The school committee, however, was told by the town counsel that it was not legal for teachers to lead their classes in the pledge, Harrington said.

"But the flag part was, so they voted on the flag part, and they didn't vote on the pledge part at all," he explained.

The Arlington High School senior says that his mission required a second visit.

Listen to an interview with Jeff Katz:

"The second time I went was right before the 4th of July, and when I went for the pledge, it was a tie vote. The motion made was that the pledge would be led by a volunteer to the students, in either the form of a volunteer or a tape recording to be played on the PA system," Harrington explained.

"It was a tie vote on that, but then after the story hit the news, near the beginning of the school year, the vote was unanimous," he said.

Boston area talk show host Jeff Katz believes saying the pledge is a controversial issue because many Massachusetts educators have the wrong idea about patriotism.

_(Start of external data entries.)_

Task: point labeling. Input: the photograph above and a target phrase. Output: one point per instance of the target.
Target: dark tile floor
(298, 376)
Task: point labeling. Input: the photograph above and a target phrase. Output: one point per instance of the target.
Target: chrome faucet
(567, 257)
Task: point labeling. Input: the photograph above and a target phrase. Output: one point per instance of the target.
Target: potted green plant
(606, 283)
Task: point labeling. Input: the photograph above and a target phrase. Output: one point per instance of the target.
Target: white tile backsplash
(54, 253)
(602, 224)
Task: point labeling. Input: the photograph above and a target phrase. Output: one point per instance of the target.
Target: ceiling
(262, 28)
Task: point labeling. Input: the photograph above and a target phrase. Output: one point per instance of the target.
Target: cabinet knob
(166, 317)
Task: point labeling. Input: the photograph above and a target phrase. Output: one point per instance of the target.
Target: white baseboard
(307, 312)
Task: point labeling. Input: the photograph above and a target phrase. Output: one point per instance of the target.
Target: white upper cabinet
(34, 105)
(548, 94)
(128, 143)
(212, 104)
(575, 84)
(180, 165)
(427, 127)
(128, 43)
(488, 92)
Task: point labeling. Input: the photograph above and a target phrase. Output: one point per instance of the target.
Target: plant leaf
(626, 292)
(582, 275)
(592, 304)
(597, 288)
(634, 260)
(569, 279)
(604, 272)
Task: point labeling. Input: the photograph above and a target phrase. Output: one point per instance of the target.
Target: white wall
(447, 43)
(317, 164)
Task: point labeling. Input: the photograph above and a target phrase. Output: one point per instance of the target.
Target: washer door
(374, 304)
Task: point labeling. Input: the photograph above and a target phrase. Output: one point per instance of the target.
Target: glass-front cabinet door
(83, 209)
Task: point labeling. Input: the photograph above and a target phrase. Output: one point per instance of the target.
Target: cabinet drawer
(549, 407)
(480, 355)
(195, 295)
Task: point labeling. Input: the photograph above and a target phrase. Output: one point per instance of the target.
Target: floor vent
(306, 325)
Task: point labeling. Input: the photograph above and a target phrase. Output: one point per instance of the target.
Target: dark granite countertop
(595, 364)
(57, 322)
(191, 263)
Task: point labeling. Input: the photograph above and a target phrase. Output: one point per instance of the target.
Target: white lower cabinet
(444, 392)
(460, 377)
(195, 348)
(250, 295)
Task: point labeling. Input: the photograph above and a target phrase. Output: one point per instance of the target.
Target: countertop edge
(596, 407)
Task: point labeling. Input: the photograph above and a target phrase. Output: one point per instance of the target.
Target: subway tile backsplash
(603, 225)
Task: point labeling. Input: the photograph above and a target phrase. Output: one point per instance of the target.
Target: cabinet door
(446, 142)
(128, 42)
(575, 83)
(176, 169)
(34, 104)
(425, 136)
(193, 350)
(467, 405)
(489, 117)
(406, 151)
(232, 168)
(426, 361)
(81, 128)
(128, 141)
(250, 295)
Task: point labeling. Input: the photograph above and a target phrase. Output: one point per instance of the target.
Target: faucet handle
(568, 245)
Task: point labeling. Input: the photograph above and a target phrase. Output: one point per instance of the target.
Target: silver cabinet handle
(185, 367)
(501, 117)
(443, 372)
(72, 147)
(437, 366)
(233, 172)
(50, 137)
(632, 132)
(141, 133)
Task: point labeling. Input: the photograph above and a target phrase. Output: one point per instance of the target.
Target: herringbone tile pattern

"Unfortunately I think there are a lot of people, and especially in Massachusetts, who have a very skewed idea of what the Pledge ofAllegiance is about. We were told that teachers and administrators said the Pledge of Allegiance was un-American. That it was un-American to talk about your love for the country, and it was un-American to talk about one nation under God," Katz explained.

"I think for a lot of the uber-left, politically correct crowd, it embodies everything that they detest. They detest the idea that we're God's creation. They detest the idea that this nation has been blessed by God. They detest the idea that there are very brave men and women who have been willing to lay everything on the line and make the ultimate sacrifice for us," Katz continued.

Katz says it's also hard to believe that with the law written as it is, there should even be a problem like the one in Arlington.

"I just couldn't believe that this was going on, though we started getting a lot of calls from parents who said that Arlington isn't the only place where this is going on," Katz stated.

Katz is hopeful that adults around the state and nation will help future Sean Harringtons.

However, Sean Harrington believes there is more to this whole issue than just saying the Pledge of Allegiance.

"I feel it's a sad day in our country that a person on the school committee would even say, 'I don't think we can find teachers to say the pledge,' which is what one of them said. It's revolting that they would even believe that they couldn't find one teacher who would say the Pledge ofAllegiance," Harrington stated.

"Once we as Americans stop realizing what the pledge says, which is quite frankly, it is a statement for our duties and obligations as Americans. Once we start thinking it means nothing, then I think it becomes a question of what has happened to our country," he observed.

Harrington hopes his work will help other high school students around the country.

"I'm hopeful that my work will keep other students from having to go through the same thing I did so we could show our love for our country," Harrington said.